The prices of major oil products have been raised 8 percent from today to encourage loss-making refiners to step up production and reduce shortages.
The National Development and Reform Commission (NDRC), the country's top economic planner, announced last night that the prices of gasoline, diesel oil and aviation kerosene would be raised by 500 yuan (US$68) per ton.
That translates into motorists paying 0.4 yuan or 0.46 yuan more per litre of gasoline or diesel.
The revision was made to reduce the gap between soaring global crude prices and domestic fuel prices, the NDRC said.
"The gap between the prices of global crude and domestic oil products is widening, leading to heavy losses for refiners. For quite a period of time, certain regions have faced a shortage of oil products or tight supply The price increase is expected to reduce refiners' losses and ensure supplies," it said.
The price hike will lift the monthly consumer price index (CPI) by 0.05 percentage point, the NDRC pointed out. Although the direct impact of the price hike on the CPI is limited, the NDRC said it will still try to fend off ripple effects on prices of other products, such as grain, pork and edible oil.

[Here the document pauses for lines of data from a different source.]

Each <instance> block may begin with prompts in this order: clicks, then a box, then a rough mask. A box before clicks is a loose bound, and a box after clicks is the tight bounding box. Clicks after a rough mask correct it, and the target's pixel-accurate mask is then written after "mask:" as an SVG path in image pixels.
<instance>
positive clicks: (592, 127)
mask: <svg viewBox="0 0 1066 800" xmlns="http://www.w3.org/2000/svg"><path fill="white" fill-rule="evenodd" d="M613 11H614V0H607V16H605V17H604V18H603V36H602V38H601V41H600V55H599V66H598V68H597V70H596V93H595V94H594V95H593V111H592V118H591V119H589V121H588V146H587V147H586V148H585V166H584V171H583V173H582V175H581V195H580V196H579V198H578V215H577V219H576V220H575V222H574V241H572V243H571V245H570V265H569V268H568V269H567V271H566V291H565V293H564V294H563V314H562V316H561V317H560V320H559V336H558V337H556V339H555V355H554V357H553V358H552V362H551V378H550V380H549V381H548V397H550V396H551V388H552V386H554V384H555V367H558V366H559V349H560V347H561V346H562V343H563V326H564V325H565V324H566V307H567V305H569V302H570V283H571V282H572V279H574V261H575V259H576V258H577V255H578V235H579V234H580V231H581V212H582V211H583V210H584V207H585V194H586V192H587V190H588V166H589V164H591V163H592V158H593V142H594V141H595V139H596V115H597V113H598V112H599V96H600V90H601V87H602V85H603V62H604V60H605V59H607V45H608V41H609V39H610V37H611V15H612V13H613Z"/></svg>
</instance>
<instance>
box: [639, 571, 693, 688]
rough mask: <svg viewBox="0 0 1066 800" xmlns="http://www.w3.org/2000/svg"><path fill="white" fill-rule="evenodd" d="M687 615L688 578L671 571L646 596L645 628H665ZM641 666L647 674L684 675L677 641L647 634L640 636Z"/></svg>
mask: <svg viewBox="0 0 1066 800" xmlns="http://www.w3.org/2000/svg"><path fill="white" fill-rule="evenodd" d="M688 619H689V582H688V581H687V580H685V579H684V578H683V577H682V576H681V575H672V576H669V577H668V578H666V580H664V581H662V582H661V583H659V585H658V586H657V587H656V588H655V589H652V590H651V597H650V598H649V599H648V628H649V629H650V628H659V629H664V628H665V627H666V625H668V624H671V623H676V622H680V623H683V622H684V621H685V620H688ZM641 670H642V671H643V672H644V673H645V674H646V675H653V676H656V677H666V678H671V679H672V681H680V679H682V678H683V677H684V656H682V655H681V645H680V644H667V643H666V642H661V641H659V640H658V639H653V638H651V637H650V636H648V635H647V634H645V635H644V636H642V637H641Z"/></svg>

The cost of rail cargo and air travel will go up correspondingly but rail and public transport fares will remain unchanged.
The government may subsidize taxis for higher fuel cost.
The NDRC asked oil majors such as Sinopec and PetroChina to raise refining output, increase diesel imports and strictly control diesel exports.
The NDRC has long been keeping a tight lid on domestic fuel prices to keep inflation at bay, only allowing refiners to set fuel prices within an 8 percent band of a government-imposed benchmark. But many small refiners - owned privately or by local governments - have stopped production due to soaring prices of crude.